35.5 Regression for understanding

The regression equation can be used to understand the relationship between the two variables. Consider again the red deer regression equation:

\[\begin{equation} \hat{y} = 4.398 - 0.181 x. \tag{35.1} \end{equation}\] What does it tell us about the relationship between \(x\) and \(y\)?

35.5.1 The meaning of \(b_0\)

\(b_0\) is the predicted value of \(y\) when \(x=0\). Equation (35.1) predicts a molar weight of \(4.398\) for a deer zero years of age, which is likely to be nonsense: it is extrapolating beyond the data (the youngest deer in the sample is aged 4.4 years).

The value of the intercept \(b_0\) is sometimes meaningful, but is often meaningless. The value of the slope \(b_1\) is usually of greater interest, as it explains the relationship between the two variables.

35.5.2 The meaning of \(b_1\)

\(b_1\) tells us how much the value of \(y\) changes (on average) when the value of \(x\) increase by one. For the red-deer data, \(b_1\) tells us how much the molar weight changes (on average) when age increases by one year.

Each extra year of age is associated with a change of \(-0.181\) grams in molar weight; that is, a decrease in molar weight by a mean of \(0.181\). The molars of some individual deer will lose more weight than this in some years, and some will lose less weight than this in some years… the value is a mean weight loss per year.

To demonstrate, for \(x=10\), \(y\) is predicted to be \(\hat{y}= 2.588\). For deer one year older than this (i.e. \(x=11\)) we predict \(y\) to be \(b_1 = -0.181\) higher (or, equivalently, 0.181 lower). That is, we would predict \(\hat{y}= 2.588 - 0.181 = 2.407\). (This is the same prediction made by using \(x=11\) in Eq. (35.1).)

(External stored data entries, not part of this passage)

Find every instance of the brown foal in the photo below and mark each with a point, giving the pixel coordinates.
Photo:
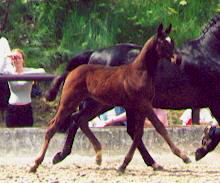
(130, 86)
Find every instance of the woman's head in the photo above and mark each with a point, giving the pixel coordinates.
(17, 58)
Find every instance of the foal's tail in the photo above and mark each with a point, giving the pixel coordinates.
(82, 58)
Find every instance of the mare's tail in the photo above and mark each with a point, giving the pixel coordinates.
(82, 58)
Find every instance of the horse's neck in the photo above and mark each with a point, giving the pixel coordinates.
(148, 57)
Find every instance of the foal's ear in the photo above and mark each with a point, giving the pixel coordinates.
(168, 29)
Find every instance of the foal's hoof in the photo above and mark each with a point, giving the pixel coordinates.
(33, 169)
(57, 158)
(187, 160)
(99, 161)
(50, 96)
(200, 153)
(120, 169)
(157, 167)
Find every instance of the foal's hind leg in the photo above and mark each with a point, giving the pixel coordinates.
(160, 128)
(138, 118)
(141, 147)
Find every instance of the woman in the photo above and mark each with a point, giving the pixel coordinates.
(19, 111)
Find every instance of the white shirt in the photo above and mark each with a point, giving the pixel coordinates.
(5, 63)
(20, 90)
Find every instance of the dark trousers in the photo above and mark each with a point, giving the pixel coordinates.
(19, 116)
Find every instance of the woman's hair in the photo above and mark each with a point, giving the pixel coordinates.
(21, 52)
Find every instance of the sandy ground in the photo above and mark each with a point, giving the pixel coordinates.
(78, 168)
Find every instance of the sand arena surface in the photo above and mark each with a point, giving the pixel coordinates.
(78, 168)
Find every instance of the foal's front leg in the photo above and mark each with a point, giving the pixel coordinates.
(61, 114)
(51, 130)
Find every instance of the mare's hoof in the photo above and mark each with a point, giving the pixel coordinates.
(57, 158)
(200, 153)
(187, 160)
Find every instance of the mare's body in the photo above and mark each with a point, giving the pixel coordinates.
(130, 86)
(196, 83)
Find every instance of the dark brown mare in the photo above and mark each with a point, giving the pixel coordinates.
(130, 86)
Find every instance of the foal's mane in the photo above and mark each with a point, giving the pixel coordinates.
(212, 28)
(148, 50)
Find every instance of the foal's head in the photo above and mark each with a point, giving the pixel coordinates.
(164, 44)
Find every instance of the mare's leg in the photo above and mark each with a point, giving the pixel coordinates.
(138, 119)
(141, 147)
(54, 88)
(211, 135)
(160, 128)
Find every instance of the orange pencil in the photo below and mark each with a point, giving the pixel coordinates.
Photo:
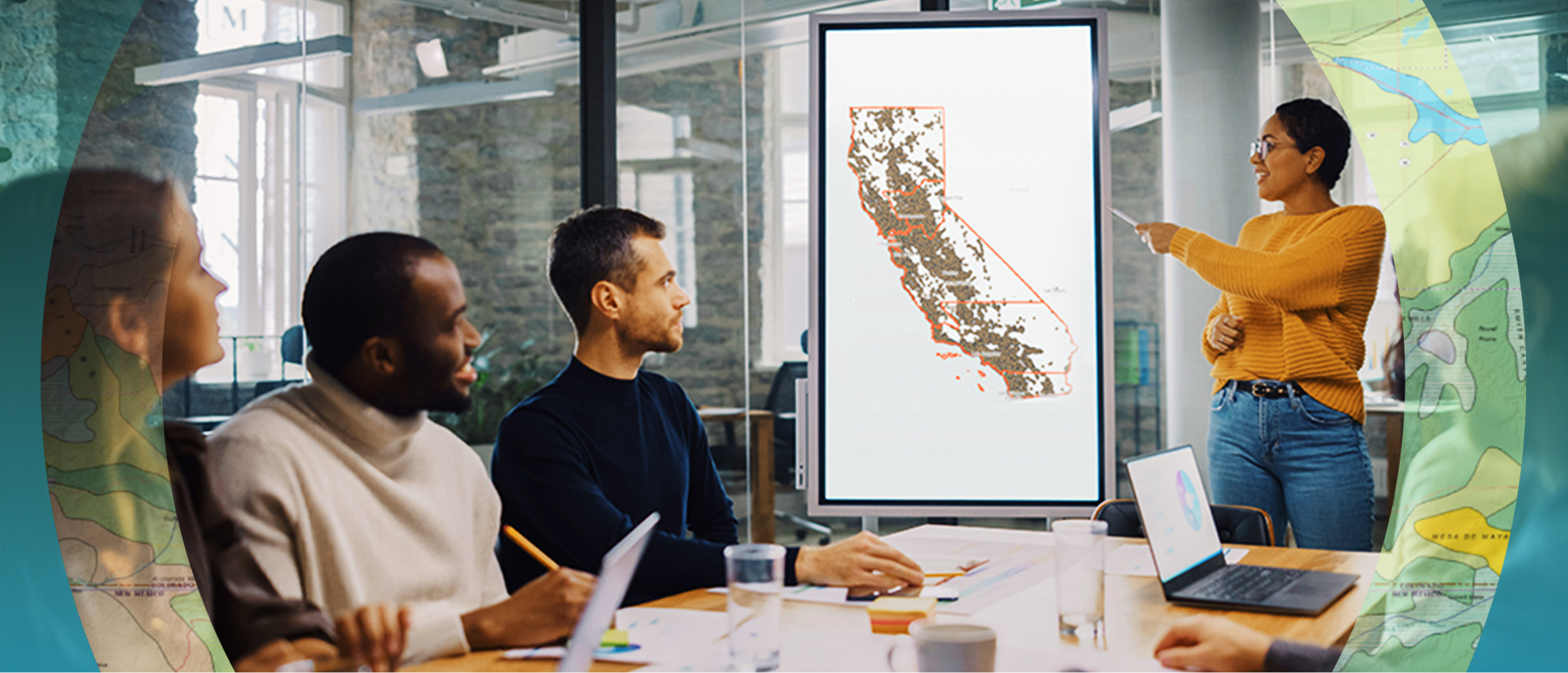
(529, 548)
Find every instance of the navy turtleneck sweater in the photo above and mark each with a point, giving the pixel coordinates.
(584, 460)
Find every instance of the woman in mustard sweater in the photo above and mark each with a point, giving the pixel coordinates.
(1285, 427)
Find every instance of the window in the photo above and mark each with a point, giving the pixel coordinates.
(786, 264)
(649, 149)
(270, 178)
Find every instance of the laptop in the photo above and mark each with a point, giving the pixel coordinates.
(1188, 552)
(615, 577)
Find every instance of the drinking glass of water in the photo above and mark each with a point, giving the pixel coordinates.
(756, 604)
(1081, 579)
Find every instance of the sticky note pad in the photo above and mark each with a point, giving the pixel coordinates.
(615, 639)
(893, 615)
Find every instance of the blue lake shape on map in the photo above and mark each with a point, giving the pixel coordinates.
(1416, 30)
(1432, 113)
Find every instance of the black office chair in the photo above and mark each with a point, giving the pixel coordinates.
(292, 349)
(781, 402)
(1237, 525)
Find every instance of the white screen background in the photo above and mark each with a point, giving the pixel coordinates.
(902, 424)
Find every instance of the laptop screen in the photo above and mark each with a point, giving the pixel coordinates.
(1175, 510)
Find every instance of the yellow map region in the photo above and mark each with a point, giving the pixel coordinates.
(1467, 532)
(1492, 489)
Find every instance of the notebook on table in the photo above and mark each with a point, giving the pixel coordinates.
(1188, 554)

If the value of \(b_1\) is positive, then the predicted values of \(y\) increase as the values of \(x\) increase.

If the value of \(b_1\) is negative, then the predicted values of \(y\) decrease as the values of \(x\) increase.

This interpretation of \(b_1\) explains the relationship: Each extra year of age reduces the weight of the molars by 0.181 grams, on average, in male red deer. The units of the slope are the units of the response variable divided by the units of the explanatory variable (so in the deer example, the slope is \(-0.181\) grams per year).

Observe what happens if the slope is zero. Since \(b_1\) is the change in \(y\) (on average) when \(x\) increase by one, \(b_1=0\) means that the value of \(y\) changes by zero if the value of \(x\) changes by one. In other words, if the value of \(x\) changes, the predicted value of \(y\) doesn’t change. This is equivalent to saying that there is no relationship between the variables. (We would also find \(r=0\).)

If the value of the slope is zero, there is no linear relationship between \(x\) and \(y\). In this case, the correlation coefficient is also zero.